Quelle structure pour la mise en œuvre et la gestion d'une démarche RSE globale ?
Par Aude COSNIER
Juriste environnement et urbanisme Aeroports de Paris
Aeroports de Paris (ADP)
Posté le: 05/07/2013 13:25
I. Le groupement d'intérêt public (GIP) :
Le cadre juridique applicable au GIP :
Crée par la Loi n° 82-610 du 15 juillet 1982, le GIP est une personne morale (PM) de droit public dotée de l'autonomie financière et administrative. Ce texte a depuis été abrogé et remplacé par la LOI n° 2011-525 du 17 mai 2011 de simplification et d'amélioration de la qualité du droit (chap. 2, art 98 à 122). Tous les GIP doivent avoir mis leur convention constitutive en conformité avec cette loi avant le 16 mai 2013. Les GIP sont créés par une convention constitutive, approuvée par arrêté des ministres chargés de l'économie et du budget, éventuellement accompagnés des autres ministres pouvant être concernés. Ils permettent à des collectivités publiques (PM) de s'associer entre elles et/ou avec des pers privées (normalement pour une durée limitée), afin d'exercer ensemble une activité d'intérêt général ou de réaliser un projet commun, à but non lucratif, en mettant en commun les moyens nécessaires.
Le financement des GIP :
Les PM de droit public et les PM de droit privé constitutives du GIP et chargées d'une mission de service public doivent détenir ensemble plus de la moitié du capital ou des voix dans les organes délibérants. Le GIP peut être abondé par les contributions privées et publiques suivantes : Contributions financières de ses membres, subventions diverses, Produits de ses biens propres ou mis à sa disposition, rémunérations des prestations et produits de éléments de propriété intellectuelle qu'il détient, des emprunts ou autres ressources d'origine contractuelle et enfin des dons et legs. Il est également possible de lui mettre à disposition, sans contrepartie financière, du personnel et des locaux ou équipements. Une limite toutefois : les excédents annuels de sa gestion ne peuvent être utilisés qu'à des fins correspondant à l'objet du groupement ou mis en réserve. De plus, les droits de membres du GIP ne peuvent pas être des titres négociables et le GIP ne donne pas lieu au partage de bénéfices.
La gestion du GIP :
Son régime de gestion peut être préalablement défini par la loi qui va porter création du GIP en cause (par ex loi n° 89-486 du 10 juillet 1989 autorisant la constitution d'1 GIP pour assurer la formation continue et qui précise qu'ils " sont soumis aux règles du droit et de la comptabilité publics "). Mais, plus fréquemment, sauf dispositions contraires, des décrets catégoriels prévoient que la comptabilité et la gestion du GIP sont assurées selon les règles du droit privé. Cette règle est donc de droit commun sauf si le GIP n'est constitué que de PM de droit public (gestion publique obligatoire) ou si sa loi de création ou sa convention constitutive prévoit l'application d'une gestion publique (gestion publique facultative).
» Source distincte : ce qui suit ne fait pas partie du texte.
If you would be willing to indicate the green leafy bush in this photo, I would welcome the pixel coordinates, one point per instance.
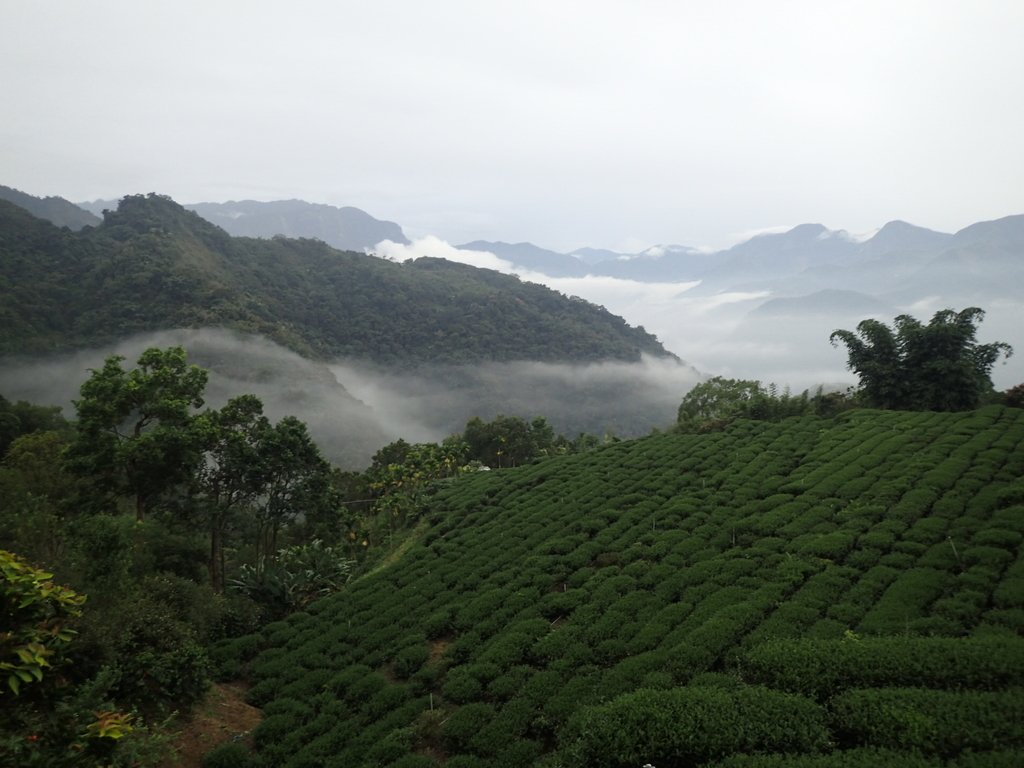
(692, 726)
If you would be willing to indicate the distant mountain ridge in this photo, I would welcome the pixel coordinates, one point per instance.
(806, 247)
(55, 210)
(346, 228)
(154, 265)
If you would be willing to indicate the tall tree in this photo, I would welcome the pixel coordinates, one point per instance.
(230, 474)
(916, 367)
(716, 398)
(135, 436)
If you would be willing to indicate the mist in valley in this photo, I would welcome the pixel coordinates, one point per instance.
(353, 408)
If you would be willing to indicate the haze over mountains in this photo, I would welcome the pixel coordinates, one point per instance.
(761, 309)
(423, 346)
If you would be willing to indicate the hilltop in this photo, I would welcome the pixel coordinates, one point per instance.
(848, 592)
(154, 265)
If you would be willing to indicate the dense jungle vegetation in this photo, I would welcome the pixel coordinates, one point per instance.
(779, 580)
(153, 265)
(165, 527)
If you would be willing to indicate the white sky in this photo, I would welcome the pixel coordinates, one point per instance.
(562, 122)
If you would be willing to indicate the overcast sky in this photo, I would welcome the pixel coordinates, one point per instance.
(561, 122)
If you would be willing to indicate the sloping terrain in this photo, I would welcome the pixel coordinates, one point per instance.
(153, 265)
(844, 592)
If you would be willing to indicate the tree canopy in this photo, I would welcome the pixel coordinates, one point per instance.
(918, 367)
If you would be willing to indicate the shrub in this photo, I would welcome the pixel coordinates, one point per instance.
(684, 726)
(934, 722)
(821, 668)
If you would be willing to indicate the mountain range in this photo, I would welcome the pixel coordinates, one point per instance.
(346, 228)
(427, 344)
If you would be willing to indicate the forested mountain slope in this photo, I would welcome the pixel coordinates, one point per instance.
(56, 210)
(846, 592)
(154, 265)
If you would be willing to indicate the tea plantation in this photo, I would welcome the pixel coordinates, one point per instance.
(844, 592)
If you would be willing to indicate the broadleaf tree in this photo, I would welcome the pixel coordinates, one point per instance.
(135, 436)
(915, 367)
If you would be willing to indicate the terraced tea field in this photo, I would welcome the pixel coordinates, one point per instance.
(846, 592)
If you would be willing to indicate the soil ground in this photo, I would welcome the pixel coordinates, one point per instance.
(223, 716)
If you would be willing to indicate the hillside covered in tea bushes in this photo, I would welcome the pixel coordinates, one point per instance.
(844, 592)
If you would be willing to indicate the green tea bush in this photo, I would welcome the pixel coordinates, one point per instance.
(684, 726)
(463, 726)
(865, 758)
(933, 722)
(820, 668)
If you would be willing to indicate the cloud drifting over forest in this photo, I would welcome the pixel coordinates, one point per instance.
(353, 408)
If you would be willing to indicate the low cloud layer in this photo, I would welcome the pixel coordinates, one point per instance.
(353, 408)
(720, 334)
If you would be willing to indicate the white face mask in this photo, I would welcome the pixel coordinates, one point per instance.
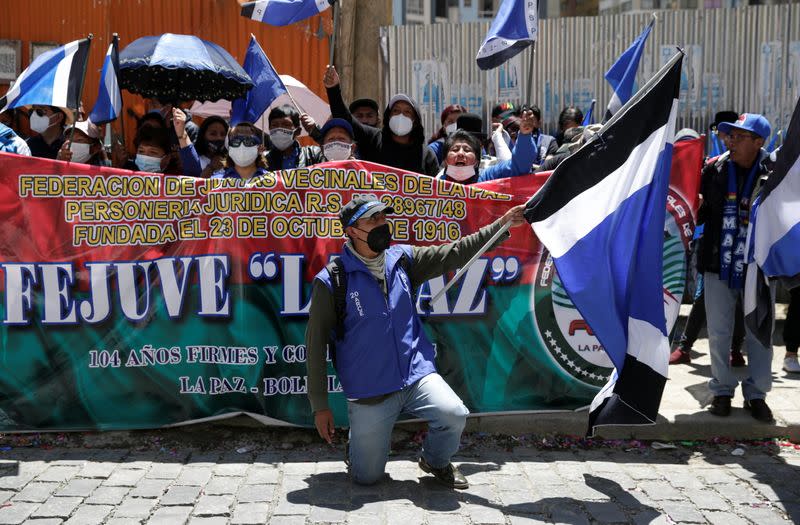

Dans le cas particulier d'un GIP à gestion publique, ceux-ci sont soumis au titre 1er (principes fondamentaux) et au moins en partie, au titre III (gestion budgétaire et comptable des organismes) du décret n° 2012-1246 du 7 nov. relatif à la gestion budgétaire et comptable publique. En conséquence, dans un souci de clarté des statuts, il est utile (et vivement conseillé) que la convention constitutive indique le régime de gestion applicable.
La gouvernance du GP :
Elle est assurée par une assemblée générale (AG) accompagnée d'un directeur et, si besoin, d'un conseil d'administration (CA). L'AG prend toute décision relative à l'administration du GIP, sous réserve des pouvoirs dévolus à d'autres organes par la convention constitutive. Un peut être constitué dans les conditions prévues par la convention constitutive pour exercer certaines des compétences de l'AG et un directeur assure, sous l'autorité de l'AG ou du CA, le fonctionnement du groupement. Les modalités de sa désignation et de l'exercice de ses fonctions sont prévues par la convention constitutive. Dans ses rapports avec les tiers, il engage le groupement pour tout acte entrant dans l'objet de celui-ci. Les modifications ou renouvellements de la convention, transformation du groupement en une autre structure ou dissolution anticipée du groupement ne peuvent être prises que par l'AG, à l'unanimité ou à la majorité qualifiée, dans des conditions de la convention constitutive.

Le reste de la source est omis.